On The Hard Shoulder this evening, the Head of the UK Vaccine Taskforce said three vaccine trials are “getting very close to being at the end of their clinical studies.”
Kate Bingham said two of them are “vaccines that we have secured for the UK.”
“That is the Oxford vaccine that is partnered with AstraZenica and the German vaccine from Beyondtech that is partnered with Pfizer,” she said.
“Both of those have gotten to a point where they have recruited enough people to have completed their study in terms of enrolment.”
She said both trials have “two massive questions” to answer in the coming weeks.
- Have enough people involved in the trials been exposed to the virus?
- Is the vaccine effective?
“Those are the two unknowns but I am hopeful there is a good chance we will get a look at that data this side of Christmas,” she said.
“All we know is that the studies have been running for a reasonable amount of time and because of the increased infections we are seeing in the UK, the US and elsewhere, we think infections should also be rising in the clinical trial cohort.”
Ms Bingham said the vaccine process has been accelerated to meet the challenges posed by the virus; however, she said the required safety tests are as strict as ever.
“The reason it takes a long time normally to develop vaccines is, first of all, there is a lot of red tape to get all the different ethics and regulatory approvals and all those things together – all that bureaucracy has been eliminated,” she said.

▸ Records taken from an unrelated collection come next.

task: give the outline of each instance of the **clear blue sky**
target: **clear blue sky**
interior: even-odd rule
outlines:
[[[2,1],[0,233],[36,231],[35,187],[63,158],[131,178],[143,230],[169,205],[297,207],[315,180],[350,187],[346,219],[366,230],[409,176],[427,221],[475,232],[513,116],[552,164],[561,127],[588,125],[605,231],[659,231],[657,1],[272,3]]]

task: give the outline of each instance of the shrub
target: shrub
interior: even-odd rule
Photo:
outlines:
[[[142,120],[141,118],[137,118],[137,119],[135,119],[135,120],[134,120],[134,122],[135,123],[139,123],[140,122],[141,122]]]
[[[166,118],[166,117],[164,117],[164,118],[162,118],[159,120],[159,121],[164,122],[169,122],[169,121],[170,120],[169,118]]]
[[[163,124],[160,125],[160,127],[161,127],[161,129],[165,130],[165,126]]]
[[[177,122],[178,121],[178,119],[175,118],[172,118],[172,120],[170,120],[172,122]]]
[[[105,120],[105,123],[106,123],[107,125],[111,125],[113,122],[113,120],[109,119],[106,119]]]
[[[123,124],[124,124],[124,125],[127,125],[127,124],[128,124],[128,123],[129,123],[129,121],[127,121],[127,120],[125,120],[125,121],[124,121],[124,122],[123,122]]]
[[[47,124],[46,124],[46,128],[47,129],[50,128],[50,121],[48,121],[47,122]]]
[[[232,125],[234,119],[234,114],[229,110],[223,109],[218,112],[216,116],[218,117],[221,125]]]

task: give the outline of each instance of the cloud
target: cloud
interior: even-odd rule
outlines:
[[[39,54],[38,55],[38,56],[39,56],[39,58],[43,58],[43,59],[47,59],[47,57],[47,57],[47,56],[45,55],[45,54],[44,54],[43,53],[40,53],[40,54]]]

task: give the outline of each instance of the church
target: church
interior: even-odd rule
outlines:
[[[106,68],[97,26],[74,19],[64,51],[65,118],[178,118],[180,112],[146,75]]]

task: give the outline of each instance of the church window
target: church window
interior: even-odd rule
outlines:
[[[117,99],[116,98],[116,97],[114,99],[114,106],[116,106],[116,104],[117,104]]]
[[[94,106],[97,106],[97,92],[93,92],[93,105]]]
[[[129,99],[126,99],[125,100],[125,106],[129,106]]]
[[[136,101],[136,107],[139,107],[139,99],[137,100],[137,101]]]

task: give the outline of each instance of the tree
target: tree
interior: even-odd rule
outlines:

“Funding has also been released that allows, in the clinical trials, Phase Two and Phase Three to be compressed – so instead of running each trial sequentially, they have been run in parallel.
“But the one thing that has not changed is the clinical trial safety testing.

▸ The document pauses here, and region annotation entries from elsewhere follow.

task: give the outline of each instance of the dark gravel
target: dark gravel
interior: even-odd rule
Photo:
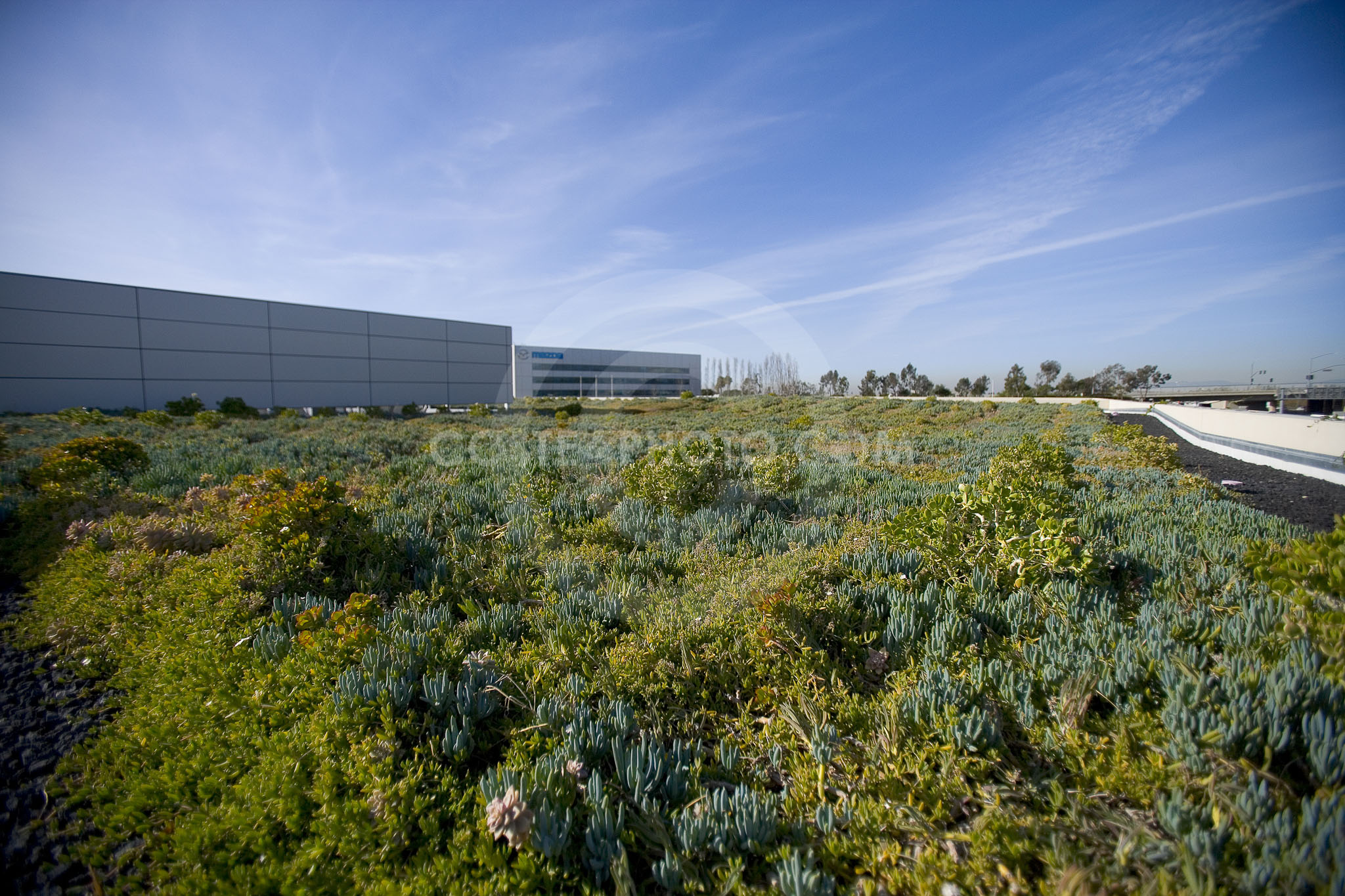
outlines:
[[[17,590],[0,584],[0,617],[22,606]],[[89,869],[74,864],[69,840],[51,832],[52,818],[69,819],[46,785],[56,762],[90,732],[105,699],[50,656],[0,639],[0,893],[89,892]]]
[[[1177,457],[1188,473],[1204,476],[1212,482],[1223,480],[1241,482],[1243,485],[1232,490],[1258,510],[1274,513],[1317,532],[1332,531],[1336,528],[1334,514],[1345,514],[1345,485],[1237,461],[1196,447],[1173,433],[1161,419],[1147,414],[1118,414],[1114,419],[1118,423],[1139,423],[1149,435],[1161,435],[1173,442],[1177,446]]]

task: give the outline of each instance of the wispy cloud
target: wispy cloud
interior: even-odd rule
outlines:
[[[779,293],[834,278],[838,270],[902,259],[858,283],[780,302],[802,309],[877,296],[885,322],[892,322],[943,301],[948,286],[990,265],[1334,189],[1340,181],[1021,247],[1084,206],[1103,179],[1124,168],[1141,141],[1194,102],[1284,8],[1241,4],[1159,24],[1033,90],[1017,110],[1024,125],[975,157],[943,201],[911,218],[748,255],[717,270]]]

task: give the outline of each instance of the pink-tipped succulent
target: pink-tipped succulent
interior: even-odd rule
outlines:
[[[527,842],[533,830],[533,810],[523,802],[523,795],[510,787],[503,797],[496,797],[486,806],[486,827],[495,840],[503,837],[508,845],[518,849]]]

“The first time you put a vaccine or a drug into a person, that is the Phase One trial, those Phase Trials are identical. There are no changes in standards and there are no changes in how those trials are being run.”
She said anything that can safely be accelerated has been accelerated.

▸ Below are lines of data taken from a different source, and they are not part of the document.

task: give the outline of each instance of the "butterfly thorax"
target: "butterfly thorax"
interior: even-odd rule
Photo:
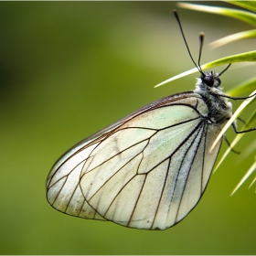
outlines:
[[[221,81],[216,72],[206,72],[196,84],[195,93],[199,94],[208,108],[208,120],[210,123],[221,124],[232,115],[232,104],[219,87]]]

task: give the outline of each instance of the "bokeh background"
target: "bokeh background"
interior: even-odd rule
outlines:
[[[0,3],[1,254],[256,253],[255,187],[248,190],[248,181],[229,197],[252,164],[253,155],[246,161],[242,155],[255,133],[237,145],[241,155],[229,155],[212,176],[196,208],[165,231],[69,217],[46,199],[49,169],[70,146],[146,103],[194,89],[197,75],[153,88],[194,68],[176,7],[176,2]],[[202,63],[255,50],[255,40],[208,47],[251,29],[248,25],[185,9],[179,15],[196,59],[198,33],[206,34]],[[232,65],[222,85],[230,89],[253,74],[255,66]],[[250,110],[243,118],[249,115]],[[220,155],[225,149],[223,144]]]

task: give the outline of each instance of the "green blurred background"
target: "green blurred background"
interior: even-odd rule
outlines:
[[[176,2],[0,3],[1,254],[256,253],[255,187],[248,190],[248,181],[229,197],[253,155],[243,162],[242,155],[229,155],[197,208],[165,231],[72,218],[46,199],[49,169],[70,146],[150,101],[194,89],[197,74],[153,89],[194,68],[175,7]],[[179,15],[196,59],[198,33],[206,34],[202,63],[255,49],[255,40],[245,40],[210,50],[212,40],[252,27],[185,9]],[[232,65],[222,85],[228,90],[253,73],[255,66]],[[254,137],[247,134],[236,149],[245,151]],[[223,144],[220,155],[225,149]]]

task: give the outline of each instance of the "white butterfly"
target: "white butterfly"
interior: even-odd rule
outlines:
[[[209,148],[232,114],[219,88],[223,71],[198,69],[194,91],[148,104],[60,157],[47,181],[49,204],[137,229],[182,220],[206,189],[221,141]]]

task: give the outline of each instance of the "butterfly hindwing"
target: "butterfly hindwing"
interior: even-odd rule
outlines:
[[[149,104],[68,152],[53,167],[48,199],[67,214],[165,229],[197,205],[220,143],[208,107],[187,92]]]

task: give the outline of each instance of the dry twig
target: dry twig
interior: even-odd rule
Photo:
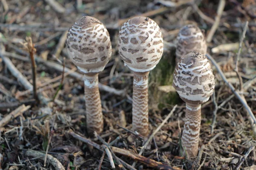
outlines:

“For example we are paying for manufacturing to be scaled up and for these vaccines to be manufactured now before we know whether they are safe and effective so we will have vaccine available should they prove to work and be safe,” she said.
“Now that may be entirely wasted if it turns out those vaccines don’t work or they are not safe but just to ensure that we get vaccines to people as soon as we can if they are safe and effective we will have vaccines manufactured and ready to go.
“So, I don’t accept that the safety testing in any way has been rushed or that standards have been compromised.”
She said there will naturally be those who have concerns about taking a vaccine after it is approved and warned that it is essential Governments do not attempt to dismiss those concerns out of hand.
“There are lots of people out there who want to know what can these vaccines do, what can’t they do and why should people either take it or not take it,” she said.
“It is actually about having a conversation with the public to discuss and engage with the concerns they may have and instead of getting into marketing and sloganeering actually have a slightly more scientific conversation about what is possible and what is not possible.
“We have to recognise that people want to have a choice, they want to be heard and they want to have the information so they can make a choice.”
She said Governments have a responsibility to make the information available and clearly understandable for the public.